Under current circumstances, it is uncertain when exhibitions at the Fisher will be able to reopen to the public. It is our hope, however, that we will be able to mount the following exhibitions in the coming academic year.

Monday, 25 January 2021 to Friday, 30 April 2021

Image from Tennyson's Lady of Shallot

Exploring the ways that Victorians made books into beautiful objects gives us insight into their cultural values, particularly their changing constructions of gender. With a focus on experiments in format, illustration, and illumination, “Trophies and Treasures: The Victorian Luxury Book” examines the use of developing technologies to produce the feminised Victorian luxury book. Books made and designed by women are featured throughout the exhibition, including Victorian albums and annuals; publications by Emily Faithfull’s Victoria Press and the Yeats Sisters’ Cuala Press; and books featuring women artists, including Phoebe Anna Traquair, Jessie M. King, Florence Harrison, and HRH Princess Beatrice. Highlights of this exhibition include the 1857 Moxon Tennyson, with Pre Raphaelite wood engravings ; two manuscripts illuminated by Alberto Sangorski; the elephant folio edition of Henry Noel Humphreys’s guide to The Illuminated Books of the Middle Ages (1849); Tennyson’s Welcome to Princess Alexandra, illuminated by Owen Jones (1863); decadent Belles Lettres limited editions; and the Kelmscott Chaucer (1896), widely agreed to be the most beautiful book ever printed in English. Focused on British publications, the scope of the exhibition extends from the beginning of the nineteenth century until the onset of the First World War.

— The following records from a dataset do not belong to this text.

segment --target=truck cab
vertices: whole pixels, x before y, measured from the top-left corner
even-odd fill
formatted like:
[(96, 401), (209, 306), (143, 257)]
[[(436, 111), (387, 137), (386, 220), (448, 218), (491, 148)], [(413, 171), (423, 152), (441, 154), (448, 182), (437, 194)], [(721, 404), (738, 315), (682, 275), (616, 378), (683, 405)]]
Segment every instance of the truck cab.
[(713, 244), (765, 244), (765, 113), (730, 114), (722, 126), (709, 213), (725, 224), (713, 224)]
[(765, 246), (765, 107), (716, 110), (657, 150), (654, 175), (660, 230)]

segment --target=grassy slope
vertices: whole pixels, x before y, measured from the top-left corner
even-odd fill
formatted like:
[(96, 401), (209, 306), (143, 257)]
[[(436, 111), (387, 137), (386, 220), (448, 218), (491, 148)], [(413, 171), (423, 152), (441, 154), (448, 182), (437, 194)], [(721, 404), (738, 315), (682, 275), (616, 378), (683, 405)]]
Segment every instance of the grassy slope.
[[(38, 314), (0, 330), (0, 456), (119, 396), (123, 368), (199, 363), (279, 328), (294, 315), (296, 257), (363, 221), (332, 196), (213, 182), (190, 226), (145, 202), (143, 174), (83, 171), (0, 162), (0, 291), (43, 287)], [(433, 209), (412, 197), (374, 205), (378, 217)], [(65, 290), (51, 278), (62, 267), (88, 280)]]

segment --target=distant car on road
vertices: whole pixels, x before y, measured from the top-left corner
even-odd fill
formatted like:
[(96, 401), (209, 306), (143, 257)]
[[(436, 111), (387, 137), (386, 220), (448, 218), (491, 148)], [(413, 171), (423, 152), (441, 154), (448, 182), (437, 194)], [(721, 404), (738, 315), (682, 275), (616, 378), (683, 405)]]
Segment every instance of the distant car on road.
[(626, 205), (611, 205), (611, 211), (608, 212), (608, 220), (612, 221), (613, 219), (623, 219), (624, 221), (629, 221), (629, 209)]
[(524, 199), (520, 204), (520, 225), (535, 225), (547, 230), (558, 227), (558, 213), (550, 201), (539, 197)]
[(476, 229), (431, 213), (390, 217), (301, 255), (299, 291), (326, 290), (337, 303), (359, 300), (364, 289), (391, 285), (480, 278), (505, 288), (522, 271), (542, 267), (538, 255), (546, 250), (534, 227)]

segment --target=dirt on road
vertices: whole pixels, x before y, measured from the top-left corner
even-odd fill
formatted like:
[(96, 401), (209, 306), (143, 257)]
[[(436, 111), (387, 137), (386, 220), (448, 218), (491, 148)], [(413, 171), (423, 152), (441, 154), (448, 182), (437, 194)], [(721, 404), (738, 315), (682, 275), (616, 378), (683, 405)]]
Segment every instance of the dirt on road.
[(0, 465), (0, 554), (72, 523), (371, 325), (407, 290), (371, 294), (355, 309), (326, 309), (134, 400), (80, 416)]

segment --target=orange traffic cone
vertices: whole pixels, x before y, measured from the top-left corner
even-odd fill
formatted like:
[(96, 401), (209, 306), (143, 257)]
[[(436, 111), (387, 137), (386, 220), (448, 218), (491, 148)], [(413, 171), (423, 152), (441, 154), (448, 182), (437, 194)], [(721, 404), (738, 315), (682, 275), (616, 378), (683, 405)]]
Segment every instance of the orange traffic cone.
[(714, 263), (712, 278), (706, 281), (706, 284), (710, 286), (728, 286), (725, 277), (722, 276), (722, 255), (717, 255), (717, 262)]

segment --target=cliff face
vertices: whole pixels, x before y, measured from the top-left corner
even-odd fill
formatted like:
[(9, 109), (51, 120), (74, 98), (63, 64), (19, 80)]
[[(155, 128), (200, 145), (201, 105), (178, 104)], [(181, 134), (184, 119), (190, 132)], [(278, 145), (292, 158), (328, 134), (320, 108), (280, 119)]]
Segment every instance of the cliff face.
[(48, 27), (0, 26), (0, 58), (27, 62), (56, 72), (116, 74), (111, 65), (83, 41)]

This exhibition is being curated by Holly Forsythe Paul, the Hilary Nicholls Fellow at the Fisher Library.

Monday, 17 May 2021 to Friday, 3 September 2021

Medieval image

The medieval bishop and bibliophile Richard de Bury describes books as an "infinite treasure," for they, more than any other human contrivance, are able to preserve the knowledge and the wisdom, as well as the follies and the failures, of previous generations – "in books I find the dead as if they were alive." This exhibition aims to bring the medieval world to life by drawing on the many treasures from the period to be found in the Fisher Library. It will celebrate the medieval book, and the medieval written word more generally, in all its variety in terms of both subject matter and physical form. Included will be books on topics from religion to science and history to the law and in formats from the codex to the charter to the tally stick. Though the main focus of the exhibition will be on medieval manuscripts – that is, books written by hand – it will also explore the transition from handwritten to printed books that began at the very end of the medieval period. Medieval books, and especially their aesthetic qualities, have been a recurrent source of inspiration for the makers of books in subsequent periods, and the exhibition will also examine this medievalist tradition in book production, especially in the eighteenth and early nineteenth centuries.

This exhibition will be curated by the Fisher Library’s PJ Carefoote, Timothy Perry, and Nadav Sharon.